Archeologen vinden botresten in VOC-wrak
Archeologen hebben voor de kust van Zuid-Engeland in een Nederlands scheepswrak uit de achttiende eeuw botresten gevonden. Het gebeurt zelden dat resten van opvarenden uit die tijd boven water komen, schrijft de krant The Telegraph. Het menselijk materiaal wordt geborgen en er zijn plannen om DNA af te nemen om te kijken of er vandaag de dag nog nabestaanden van de slachtoffers zijn.
De Rooswijk, een schip van de Vereenigde Oostindische Compagnie (VOC), verging in januari 1740 bij Ramsgate in slecht weer. Het was pas de tweede tocht van de Rooswijk. Het zeilschip was onderweg naar Batavia, het tegenwoordige Jakarta, en had zo’n 250 opvarenden aan boord. Naast de bemanning waren er ook passagiers, soldaten, vrouwen en kinderen aan boord.

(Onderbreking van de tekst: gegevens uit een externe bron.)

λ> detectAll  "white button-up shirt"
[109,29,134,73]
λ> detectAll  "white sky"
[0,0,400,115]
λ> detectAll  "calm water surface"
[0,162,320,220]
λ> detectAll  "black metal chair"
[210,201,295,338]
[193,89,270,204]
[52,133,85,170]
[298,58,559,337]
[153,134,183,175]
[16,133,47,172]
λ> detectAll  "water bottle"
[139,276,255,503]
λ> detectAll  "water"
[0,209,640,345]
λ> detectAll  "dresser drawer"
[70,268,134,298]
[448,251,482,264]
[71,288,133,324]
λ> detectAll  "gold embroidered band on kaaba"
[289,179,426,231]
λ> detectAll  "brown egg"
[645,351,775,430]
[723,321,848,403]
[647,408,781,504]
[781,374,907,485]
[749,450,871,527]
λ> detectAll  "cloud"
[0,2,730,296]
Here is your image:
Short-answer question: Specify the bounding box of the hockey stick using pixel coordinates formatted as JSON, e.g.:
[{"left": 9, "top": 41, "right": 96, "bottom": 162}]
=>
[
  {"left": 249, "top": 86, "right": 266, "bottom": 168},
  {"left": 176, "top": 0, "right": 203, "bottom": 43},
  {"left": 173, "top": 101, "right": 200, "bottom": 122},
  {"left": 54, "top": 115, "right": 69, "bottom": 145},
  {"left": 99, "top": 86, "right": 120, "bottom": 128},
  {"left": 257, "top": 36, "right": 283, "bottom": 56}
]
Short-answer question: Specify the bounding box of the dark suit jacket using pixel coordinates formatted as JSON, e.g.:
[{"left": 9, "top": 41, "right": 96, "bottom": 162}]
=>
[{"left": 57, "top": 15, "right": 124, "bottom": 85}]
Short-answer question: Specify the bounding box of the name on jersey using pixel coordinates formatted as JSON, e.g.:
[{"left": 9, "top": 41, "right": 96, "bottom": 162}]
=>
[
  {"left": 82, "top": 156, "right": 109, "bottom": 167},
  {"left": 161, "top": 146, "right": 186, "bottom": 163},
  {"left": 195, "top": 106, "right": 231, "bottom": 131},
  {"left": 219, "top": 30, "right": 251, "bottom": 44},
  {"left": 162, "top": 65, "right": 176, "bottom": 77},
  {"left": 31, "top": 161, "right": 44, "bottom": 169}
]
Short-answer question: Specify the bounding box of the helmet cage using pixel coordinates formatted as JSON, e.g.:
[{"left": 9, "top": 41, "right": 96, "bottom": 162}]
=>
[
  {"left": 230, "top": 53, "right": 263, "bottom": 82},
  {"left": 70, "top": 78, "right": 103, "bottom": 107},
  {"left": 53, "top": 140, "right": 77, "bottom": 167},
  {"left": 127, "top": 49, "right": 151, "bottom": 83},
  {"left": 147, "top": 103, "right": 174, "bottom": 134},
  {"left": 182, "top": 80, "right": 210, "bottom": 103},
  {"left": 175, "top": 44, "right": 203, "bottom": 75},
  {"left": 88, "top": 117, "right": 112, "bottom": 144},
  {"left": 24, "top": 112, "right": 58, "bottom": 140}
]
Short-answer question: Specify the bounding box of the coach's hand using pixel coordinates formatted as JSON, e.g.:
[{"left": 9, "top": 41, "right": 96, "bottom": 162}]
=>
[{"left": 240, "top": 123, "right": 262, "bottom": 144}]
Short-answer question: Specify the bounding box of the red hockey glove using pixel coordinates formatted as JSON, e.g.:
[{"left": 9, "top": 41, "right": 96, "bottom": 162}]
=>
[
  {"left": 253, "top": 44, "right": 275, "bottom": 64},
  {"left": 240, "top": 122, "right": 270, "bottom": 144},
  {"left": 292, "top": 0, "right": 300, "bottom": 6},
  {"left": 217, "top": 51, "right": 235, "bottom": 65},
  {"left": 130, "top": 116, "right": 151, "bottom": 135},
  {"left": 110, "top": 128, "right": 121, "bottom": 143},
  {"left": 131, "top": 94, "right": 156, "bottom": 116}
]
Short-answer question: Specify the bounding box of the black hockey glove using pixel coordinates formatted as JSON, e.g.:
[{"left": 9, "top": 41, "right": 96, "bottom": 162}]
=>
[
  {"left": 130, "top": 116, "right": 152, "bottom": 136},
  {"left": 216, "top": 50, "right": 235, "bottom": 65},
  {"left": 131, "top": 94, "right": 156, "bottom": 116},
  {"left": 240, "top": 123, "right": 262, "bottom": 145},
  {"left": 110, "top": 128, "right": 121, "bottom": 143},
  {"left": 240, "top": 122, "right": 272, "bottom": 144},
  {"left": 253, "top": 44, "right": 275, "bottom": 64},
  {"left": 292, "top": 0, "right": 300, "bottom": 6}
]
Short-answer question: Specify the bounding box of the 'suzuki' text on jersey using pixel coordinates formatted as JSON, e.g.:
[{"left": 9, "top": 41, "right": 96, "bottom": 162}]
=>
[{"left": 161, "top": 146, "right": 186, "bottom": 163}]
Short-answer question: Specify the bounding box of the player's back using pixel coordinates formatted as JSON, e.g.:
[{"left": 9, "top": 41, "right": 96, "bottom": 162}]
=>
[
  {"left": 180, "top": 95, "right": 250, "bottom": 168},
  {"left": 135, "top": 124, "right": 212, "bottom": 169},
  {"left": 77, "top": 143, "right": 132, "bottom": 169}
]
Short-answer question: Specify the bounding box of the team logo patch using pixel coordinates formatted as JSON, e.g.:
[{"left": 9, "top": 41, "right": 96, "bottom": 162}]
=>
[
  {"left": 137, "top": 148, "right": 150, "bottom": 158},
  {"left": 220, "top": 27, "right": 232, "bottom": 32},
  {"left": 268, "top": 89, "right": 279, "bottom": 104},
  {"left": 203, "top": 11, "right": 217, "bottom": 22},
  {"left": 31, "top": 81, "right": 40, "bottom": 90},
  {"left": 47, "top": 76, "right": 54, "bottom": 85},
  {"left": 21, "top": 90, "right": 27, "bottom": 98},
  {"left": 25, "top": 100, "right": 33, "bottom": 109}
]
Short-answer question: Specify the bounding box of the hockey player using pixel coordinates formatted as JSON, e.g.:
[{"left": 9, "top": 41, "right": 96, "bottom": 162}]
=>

Ook zijn drie kisten ontdekt met daarin vermoedelijk zilveren staven. Voordat deze kisten hun geheimen prijsgeven worden ze eerst onderzocht met röntgenapparatuur. Het schip was onderweg naar Batavia om peper, nootmuskaat en porselein te kopen.
Onderzoekers vonden ook persoonlijke spullen die een beeld geven van het dagelijks leven aan boord. Het gaat om zaken als leren schoenen, messen, riemgespen en tinnen kruiken. Al deze spullen gaan naar Nederland, als eigenaar van het wrak, hoewel de Britten hopen ook wat in eigen land te kunnen tentoonstellen.
Een duiker ontdekte het wrak in 2005 en sindsdien wordt het onderzocht. De archeologen moeten haast maken omdat het wrak wordt bedreigd door een zeeworm die uit de Middellandse Zee naar noordelijke wateren oprukt. Daarnaast is door het verschuiven van zandbanken de romp vrijgekomen, waardoor deze door lucht en het zoute water wordt aangetast.